Concert Review: Javon Jackson Quartet
By ELGIN SMITH
One of today’s brightest contemporary jazz saxophonists,
Jackson—who has worked with names like Art Blakey, Freddie Hubbard, Elvin Jones, Ron Carter, and Dr. Lonnie Smith, to name a few—left the audience with no doubt about his appreciation for his predecessors.
Jackson and his quartet kicked off the evening with “Four,” a classic jazz standard written by Eddie “Cleanhead” Vinson (but best known for Miles Davis’ rendition of the tune). The tempo was hot, and Jackson’s initial solo was even hotter, with a sound that resembled John Coltrane and a fluidity that Charlie Parker could have appreciated. The surprisingly small crowd, which only filled one third of the Blue Room, applauded Jackson after his lengthy, blistering solo. Guitarist Henry Johnson then took his turn, demonstrating a non-picked style that sounded remarkably like Wes Montgomery.
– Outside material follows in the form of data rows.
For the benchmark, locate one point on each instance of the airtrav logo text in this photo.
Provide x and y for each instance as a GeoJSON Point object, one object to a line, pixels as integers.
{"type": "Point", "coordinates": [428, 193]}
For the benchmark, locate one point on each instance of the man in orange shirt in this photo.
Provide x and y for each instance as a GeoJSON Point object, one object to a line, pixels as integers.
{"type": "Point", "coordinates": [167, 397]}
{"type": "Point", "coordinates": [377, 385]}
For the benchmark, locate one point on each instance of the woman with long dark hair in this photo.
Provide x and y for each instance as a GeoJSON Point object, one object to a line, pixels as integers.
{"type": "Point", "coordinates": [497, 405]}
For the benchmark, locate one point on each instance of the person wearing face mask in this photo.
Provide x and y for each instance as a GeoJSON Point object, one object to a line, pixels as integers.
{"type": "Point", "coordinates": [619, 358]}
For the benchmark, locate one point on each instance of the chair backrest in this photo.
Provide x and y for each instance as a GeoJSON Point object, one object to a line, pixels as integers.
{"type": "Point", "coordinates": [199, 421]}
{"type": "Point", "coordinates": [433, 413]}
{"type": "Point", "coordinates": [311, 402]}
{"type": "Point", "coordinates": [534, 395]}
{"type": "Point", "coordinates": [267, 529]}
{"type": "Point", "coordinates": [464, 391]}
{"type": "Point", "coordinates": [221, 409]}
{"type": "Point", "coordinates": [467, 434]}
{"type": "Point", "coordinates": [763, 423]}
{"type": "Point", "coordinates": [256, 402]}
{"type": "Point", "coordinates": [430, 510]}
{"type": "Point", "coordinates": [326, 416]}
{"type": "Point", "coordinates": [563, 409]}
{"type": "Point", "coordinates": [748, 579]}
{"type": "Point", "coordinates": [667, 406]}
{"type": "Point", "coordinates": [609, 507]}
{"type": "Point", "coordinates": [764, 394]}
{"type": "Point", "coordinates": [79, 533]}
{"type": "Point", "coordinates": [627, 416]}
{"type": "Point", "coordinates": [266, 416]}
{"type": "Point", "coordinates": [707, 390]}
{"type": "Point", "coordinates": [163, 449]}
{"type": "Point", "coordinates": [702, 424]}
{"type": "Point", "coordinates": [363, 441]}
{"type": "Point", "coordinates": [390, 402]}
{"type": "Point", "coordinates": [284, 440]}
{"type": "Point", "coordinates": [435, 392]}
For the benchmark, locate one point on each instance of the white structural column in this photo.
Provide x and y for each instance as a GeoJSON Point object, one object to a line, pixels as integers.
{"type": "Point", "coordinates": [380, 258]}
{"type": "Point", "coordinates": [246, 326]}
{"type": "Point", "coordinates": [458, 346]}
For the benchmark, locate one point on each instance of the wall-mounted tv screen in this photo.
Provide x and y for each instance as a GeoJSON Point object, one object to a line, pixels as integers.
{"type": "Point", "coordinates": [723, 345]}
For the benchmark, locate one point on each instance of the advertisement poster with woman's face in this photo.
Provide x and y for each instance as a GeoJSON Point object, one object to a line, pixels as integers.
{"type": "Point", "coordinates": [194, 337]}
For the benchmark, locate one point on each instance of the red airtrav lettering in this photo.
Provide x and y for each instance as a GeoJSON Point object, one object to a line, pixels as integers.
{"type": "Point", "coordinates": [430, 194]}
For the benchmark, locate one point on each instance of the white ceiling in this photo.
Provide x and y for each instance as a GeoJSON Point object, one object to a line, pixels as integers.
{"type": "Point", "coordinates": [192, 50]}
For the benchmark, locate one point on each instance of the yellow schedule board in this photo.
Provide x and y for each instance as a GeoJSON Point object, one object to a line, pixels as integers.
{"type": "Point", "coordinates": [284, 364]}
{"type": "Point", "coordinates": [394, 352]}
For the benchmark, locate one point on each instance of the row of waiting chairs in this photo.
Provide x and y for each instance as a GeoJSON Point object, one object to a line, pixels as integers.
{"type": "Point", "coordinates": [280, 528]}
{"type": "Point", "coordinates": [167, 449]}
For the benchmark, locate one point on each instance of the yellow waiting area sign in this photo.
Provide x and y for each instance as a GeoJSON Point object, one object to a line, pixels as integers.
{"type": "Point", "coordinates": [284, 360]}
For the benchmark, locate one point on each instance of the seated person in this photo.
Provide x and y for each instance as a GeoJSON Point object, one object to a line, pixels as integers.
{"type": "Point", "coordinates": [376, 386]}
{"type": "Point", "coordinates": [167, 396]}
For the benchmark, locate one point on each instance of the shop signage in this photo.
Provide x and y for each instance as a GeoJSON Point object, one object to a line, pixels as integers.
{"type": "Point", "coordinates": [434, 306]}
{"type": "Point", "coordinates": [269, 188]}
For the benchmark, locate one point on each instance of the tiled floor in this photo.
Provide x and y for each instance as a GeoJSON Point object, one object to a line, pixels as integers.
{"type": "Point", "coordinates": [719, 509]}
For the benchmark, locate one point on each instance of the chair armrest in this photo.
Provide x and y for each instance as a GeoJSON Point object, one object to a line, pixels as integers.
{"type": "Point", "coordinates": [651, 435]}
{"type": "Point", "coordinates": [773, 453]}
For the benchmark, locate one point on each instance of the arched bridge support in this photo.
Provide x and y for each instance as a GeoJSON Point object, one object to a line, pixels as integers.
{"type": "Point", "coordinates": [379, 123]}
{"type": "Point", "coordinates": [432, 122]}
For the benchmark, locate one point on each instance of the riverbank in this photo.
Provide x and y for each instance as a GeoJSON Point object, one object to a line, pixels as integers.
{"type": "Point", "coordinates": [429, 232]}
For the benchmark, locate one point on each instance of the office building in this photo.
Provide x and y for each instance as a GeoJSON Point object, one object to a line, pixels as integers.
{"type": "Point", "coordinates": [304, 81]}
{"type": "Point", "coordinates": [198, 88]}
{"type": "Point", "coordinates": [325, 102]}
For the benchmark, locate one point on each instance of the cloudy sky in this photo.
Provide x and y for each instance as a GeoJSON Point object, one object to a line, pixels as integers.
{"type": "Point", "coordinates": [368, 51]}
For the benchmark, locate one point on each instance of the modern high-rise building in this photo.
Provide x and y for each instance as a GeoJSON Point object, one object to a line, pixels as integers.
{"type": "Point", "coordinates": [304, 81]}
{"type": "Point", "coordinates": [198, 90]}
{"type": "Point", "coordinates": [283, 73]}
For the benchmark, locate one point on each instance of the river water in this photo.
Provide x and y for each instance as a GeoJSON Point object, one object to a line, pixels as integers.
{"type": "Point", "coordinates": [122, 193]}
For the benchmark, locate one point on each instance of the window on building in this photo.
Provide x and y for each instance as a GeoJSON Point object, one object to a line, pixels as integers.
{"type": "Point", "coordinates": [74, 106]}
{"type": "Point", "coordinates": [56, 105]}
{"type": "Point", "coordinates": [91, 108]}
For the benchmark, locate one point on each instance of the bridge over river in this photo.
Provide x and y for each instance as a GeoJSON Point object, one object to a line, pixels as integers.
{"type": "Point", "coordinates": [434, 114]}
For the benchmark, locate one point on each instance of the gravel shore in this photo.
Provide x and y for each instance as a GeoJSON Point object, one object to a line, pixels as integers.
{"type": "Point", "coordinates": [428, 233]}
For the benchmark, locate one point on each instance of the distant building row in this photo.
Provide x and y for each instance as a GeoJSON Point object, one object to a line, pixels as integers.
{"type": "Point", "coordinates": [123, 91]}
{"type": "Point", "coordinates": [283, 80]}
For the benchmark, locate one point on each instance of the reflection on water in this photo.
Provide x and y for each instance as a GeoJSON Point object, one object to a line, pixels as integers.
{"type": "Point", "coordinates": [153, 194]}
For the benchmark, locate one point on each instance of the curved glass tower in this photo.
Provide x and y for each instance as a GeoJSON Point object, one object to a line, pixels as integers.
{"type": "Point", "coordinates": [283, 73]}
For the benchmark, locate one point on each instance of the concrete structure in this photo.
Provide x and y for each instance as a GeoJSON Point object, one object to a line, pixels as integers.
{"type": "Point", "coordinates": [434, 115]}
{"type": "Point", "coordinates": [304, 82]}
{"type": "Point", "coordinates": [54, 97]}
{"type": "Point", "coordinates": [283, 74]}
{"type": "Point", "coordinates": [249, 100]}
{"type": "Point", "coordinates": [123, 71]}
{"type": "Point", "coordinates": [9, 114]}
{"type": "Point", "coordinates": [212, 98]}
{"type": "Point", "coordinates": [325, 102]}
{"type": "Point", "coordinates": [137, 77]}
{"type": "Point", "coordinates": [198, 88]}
After finishing up the most recognizable tune of the evening, the quartet shifted into an original composition of Jackson’s, “Mr. Taylor.” The group relaxed a bit with a medium tempo that allowed them to swing a bit. Jackson started things off with a solid solo, but Johnson’s bluesy guitar work stood out as the tune’s bright spot. Drummond played the last solo, a straight, almost march-style (see Art Blakey’s “Blues March“) that allowed him to show off a few tricks (including a one-handed solo stretch that got a few shouts from the audience).